In collaboration with SLAC National Accelerator Laboratory, we are also pushing the limits of temporal resolution by utilizing X-ray free-electron lasers to monitor a single ion hop on the order of picoseconds, which is the most fundamental process that governs ionic transport in solids.

2. Bridging the enormous span of length scales in electrochemistry

Lithium-ion batteries, for example, are transforming mobility through electric vehicles and electricity grid through the storage of intermittent renewables. Metrics such as energy density, lifetime and safety are controlled by phenomena that span enormous length scales, from individual atoms to full systems. Despite the significant progress over the past three decades, we still lack a complete understanding of how each length scale connects to one another, and most importantly, controls the behavior of the device. The Chueh Group, in collaboration with its partners, is bridging this enormous span through integration of theory, advanced characterization, and data analytics.
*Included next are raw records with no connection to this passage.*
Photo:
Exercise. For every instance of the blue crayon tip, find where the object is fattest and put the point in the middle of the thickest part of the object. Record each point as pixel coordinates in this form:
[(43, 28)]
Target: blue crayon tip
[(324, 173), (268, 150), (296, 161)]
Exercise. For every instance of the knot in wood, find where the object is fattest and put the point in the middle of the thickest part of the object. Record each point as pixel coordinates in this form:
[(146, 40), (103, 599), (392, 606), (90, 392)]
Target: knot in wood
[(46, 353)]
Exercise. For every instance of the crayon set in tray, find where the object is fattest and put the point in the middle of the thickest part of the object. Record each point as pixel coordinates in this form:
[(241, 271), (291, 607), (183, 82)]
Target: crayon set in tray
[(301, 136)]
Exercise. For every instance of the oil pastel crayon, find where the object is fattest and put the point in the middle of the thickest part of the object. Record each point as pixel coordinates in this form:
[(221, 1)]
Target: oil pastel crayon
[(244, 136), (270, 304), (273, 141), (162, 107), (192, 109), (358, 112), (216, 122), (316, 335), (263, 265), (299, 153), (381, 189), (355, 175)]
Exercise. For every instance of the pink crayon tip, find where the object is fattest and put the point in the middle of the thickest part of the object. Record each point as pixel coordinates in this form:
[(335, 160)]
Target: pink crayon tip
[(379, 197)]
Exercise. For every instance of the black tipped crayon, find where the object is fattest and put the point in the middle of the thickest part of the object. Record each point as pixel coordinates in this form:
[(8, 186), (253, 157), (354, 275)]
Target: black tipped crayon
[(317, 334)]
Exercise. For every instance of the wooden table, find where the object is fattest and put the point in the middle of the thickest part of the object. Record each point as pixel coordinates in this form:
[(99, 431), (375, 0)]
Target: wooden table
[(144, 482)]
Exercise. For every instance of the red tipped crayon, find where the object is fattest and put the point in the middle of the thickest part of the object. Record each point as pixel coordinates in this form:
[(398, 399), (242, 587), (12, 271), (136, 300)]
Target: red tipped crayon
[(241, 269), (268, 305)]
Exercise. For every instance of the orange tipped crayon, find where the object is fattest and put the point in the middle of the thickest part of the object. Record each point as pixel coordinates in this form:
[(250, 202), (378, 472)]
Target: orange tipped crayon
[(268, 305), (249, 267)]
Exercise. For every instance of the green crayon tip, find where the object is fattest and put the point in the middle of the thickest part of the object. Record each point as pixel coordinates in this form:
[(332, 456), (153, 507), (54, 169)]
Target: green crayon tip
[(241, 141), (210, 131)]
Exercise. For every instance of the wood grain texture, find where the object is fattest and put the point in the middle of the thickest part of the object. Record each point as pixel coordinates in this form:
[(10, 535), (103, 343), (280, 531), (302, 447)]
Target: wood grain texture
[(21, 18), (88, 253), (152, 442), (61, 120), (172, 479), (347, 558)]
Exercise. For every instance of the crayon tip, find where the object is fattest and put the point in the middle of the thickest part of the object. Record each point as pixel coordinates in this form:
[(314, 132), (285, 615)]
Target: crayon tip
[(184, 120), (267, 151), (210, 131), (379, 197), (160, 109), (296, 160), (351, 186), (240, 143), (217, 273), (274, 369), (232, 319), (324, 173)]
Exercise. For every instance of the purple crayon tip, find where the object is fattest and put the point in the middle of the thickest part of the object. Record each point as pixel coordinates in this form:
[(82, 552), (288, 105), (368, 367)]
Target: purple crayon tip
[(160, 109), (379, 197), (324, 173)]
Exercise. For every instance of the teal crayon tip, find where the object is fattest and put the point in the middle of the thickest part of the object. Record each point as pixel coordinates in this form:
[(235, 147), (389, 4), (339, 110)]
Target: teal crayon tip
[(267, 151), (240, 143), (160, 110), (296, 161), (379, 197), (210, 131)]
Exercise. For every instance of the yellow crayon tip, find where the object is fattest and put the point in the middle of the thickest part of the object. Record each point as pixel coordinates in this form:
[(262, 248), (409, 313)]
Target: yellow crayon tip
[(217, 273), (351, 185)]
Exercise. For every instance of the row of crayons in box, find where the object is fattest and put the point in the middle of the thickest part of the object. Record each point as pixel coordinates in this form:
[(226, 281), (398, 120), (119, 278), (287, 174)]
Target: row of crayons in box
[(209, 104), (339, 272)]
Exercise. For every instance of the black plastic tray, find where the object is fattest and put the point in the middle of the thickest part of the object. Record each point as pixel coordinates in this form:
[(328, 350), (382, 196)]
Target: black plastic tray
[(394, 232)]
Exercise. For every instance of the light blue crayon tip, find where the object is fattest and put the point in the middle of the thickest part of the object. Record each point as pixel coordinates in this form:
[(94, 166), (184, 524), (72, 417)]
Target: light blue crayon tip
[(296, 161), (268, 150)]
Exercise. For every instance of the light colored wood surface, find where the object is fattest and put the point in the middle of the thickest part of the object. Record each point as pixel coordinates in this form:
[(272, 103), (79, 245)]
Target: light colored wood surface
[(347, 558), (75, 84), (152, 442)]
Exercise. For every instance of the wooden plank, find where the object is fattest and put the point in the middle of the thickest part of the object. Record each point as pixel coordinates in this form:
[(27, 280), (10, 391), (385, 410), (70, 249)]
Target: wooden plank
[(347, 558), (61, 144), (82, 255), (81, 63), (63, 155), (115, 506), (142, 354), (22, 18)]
For lithium-ion batteries, we are focusing on three electrode materials: lithium iron phosphate, lithium layered oxides, and graphite. At the atomistic length scale, we discovered that cation migration within the layered oxide crystal structure is coupled to the redox activity of oxygen anions (Gent et al., Nature Commun. 2017). Such a discovery holds the key towards exceeding the theoretical capacity limit. At the single-particle length scale (sub-microns), we directly quantified the local Li-insertion rate in real time, providing a complete nanoscale picture of local current density, overpotential, and phase propagation (Li et al., Adv. Func. Mater. 2015; Lim et al., Science 2016). This has been a grand challenge in electrochemistry. Such observations have led to new, unified models for explaining unusual electrochemistry behaviors (Li et al., Nature Mater. 2015; Li et al., Adv. Mater. 2015) as well as kinetics phase diagram for eliminating electrochemical heterogeneity in battery electrodes. At the many-particle, agglomerate length scale (~a few microns), we developed a new understanding of how electrochemistry, mechanics, and heterogeneity are connected (Gent et al., Adv. Mater. 2016). Mechanical coupling is crucial in battery materials because most expand anisotropically when ions are inserted. Finally, at the device level, we are taking a top-down approach, analyzing large set of battery cycling data (tens of billions of data points) to discover new physics as well as to optimize battery charging, formation and prediction. 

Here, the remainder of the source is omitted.